Subword-Based Comparative Linguistics across 242 Languages Using Wikipedia Glottosets
Iaroslav Chelombitko, Mika Hämäläinen, Aleksey Komissarov
TL;DR
The paper presents a scalable, script-driven framework for cross-linguistic comparison across 242 languages by building monolingual glottosets from Wikipedia and applying BPE to derive rank-based subword representations. It demonstrates that BPE boundaries align with morphologically meaningful units and that BPE vocabulary similarity exhibits a significant though moderate phylogenetic signal (Mantel $r = 0.329$, $p < 0.001$), while revealing substantial cross-language segmentation variation on homographs. The approach yields practical benefits for low-resource language technology, including a $44\times$ improvement in unsupervised language identification across $321$ Latin-script languages and robust discrimination of cross-linguistic forms.
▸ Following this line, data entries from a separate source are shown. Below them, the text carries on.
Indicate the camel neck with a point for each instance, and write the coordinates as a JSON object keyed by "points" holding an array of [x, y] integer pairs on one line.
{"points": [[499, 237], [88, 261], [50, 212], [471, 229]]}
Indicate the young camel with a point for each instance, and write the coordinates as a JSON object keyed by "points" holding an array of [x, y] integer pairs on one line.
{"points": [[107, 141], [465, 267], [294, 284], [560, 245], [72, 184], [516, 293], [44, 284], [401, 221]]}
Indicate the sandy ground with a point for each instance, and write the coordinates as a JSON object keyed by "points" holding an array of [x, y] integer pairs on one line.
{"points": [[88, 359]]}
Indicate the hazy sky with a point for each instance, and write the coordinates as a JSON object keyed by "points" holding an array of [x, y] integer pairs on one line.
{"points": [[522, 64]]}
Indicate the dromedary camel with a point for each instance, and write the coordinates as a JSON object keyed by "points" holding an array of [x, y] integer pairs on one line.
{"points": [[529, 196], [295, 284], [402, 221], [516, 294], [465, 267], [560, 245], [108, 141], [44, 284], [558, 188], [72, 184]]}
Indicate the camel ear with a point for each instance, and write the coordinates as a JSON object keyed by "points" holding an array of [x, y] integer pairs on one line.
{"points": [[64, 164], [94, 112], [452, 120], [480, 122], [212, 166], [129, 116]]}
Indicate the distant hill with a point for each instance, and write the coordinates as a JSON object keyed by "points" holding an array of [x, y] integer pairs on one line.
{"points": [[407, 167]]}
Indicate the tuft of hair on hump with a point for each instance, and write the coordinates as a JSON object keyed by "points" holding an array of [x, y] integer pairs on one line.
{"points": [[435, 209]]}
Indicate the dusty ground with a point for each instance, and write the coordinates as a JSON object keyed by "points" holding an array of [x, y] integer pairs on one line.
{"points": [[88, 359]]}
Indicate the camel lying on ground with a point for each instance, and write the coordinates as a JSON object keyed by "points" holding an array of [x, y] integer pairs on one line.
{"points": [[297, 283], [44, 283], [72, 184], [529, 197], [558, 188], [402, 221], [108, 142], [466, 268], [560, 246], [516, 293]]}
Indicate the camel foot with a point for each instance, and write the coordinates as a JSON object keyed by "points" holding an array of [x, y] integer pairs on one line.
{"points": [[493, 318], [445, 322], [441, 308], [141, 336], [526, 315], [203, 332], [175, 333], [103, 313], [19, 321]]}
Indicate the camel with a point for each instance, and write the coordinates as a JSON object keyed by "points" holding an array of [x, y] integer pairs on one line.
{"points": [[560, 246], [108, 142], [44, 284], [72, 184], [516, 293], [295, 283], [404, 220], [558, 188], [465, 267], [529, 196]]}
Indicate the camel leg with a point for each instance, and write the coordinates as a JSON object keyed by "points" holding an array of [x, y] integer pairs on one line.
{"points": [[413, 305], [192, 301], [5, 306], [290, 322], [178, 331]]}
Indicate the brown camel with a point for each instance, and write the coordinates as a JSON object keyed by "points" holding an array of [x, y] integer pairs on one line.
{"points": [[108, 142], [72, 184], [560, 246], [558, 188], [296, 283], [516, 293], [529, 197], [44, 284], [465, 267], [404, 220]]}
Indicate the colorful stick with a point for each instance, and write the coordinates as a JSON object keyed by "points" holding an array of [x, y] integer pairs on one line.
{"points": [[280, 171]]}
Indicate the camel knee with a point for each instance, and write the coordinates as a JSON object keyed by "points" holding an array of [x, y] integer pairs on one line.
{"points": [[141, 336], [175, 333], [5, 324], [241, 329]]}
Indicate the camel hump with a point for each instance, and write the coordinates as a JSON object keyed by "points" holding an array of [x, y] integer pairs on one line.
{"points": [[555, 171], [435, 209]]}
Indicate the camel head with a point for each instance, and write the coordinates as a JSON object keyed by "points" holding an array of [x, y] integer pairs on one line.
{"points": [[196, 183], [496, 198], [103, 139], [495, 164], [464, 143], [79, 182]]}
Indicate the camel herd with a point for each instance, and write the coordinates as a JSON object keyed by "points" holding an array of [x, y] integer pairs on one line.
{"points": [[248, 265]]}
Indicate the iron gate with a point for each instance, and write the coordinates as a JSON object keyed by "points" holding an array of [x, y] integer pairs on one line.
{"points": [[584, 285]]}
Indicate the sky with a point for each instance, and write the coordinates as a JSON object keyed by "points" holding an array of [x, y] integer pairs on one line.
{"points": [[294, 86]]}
Overall, the work provides macro-level lexical insights and a unified, data-driven framework bridging phylogenetic and typological perspectives, with clear pathways for extending to broader web data and typology databases.
Abstract
We present a large-scale comparative study of 242 Latin and Cyrillic-script languages using subword-based methodologies. By constructing 'glottosets' from Wikipedia lexicons, we introduce a framework for simultaneous cross-linguistic comparison via Byte-Pair Encoding (BPE). Our approach utilizes rank-based subword vectors to analyze vocabulary overlap, lexical divergence, and language similarity at scale. Evaluations demonstrate that BPE segmentation aligns with morpheme boundaries 95% better than random baseline across 15 languages (F1 = 0.34 vs 0.15). BPE vocabulary similarity correlates significantly with genetic language relatedness (Mantel r = 0.329, p < 0.001), with Romance languages forming the tightest cluster (mean distance 0.51) and cross-family pairs showing clear separation (0.82). Analysis of 26,939 cross-linguistic homographs reveals that 48.7% receive different segmentations across related languages, with variation correlating to phylogenetic distance. Our results provide quantitative macro-linguistic insights into lexical patterns across typologically diverse languages within a unified analytical framework.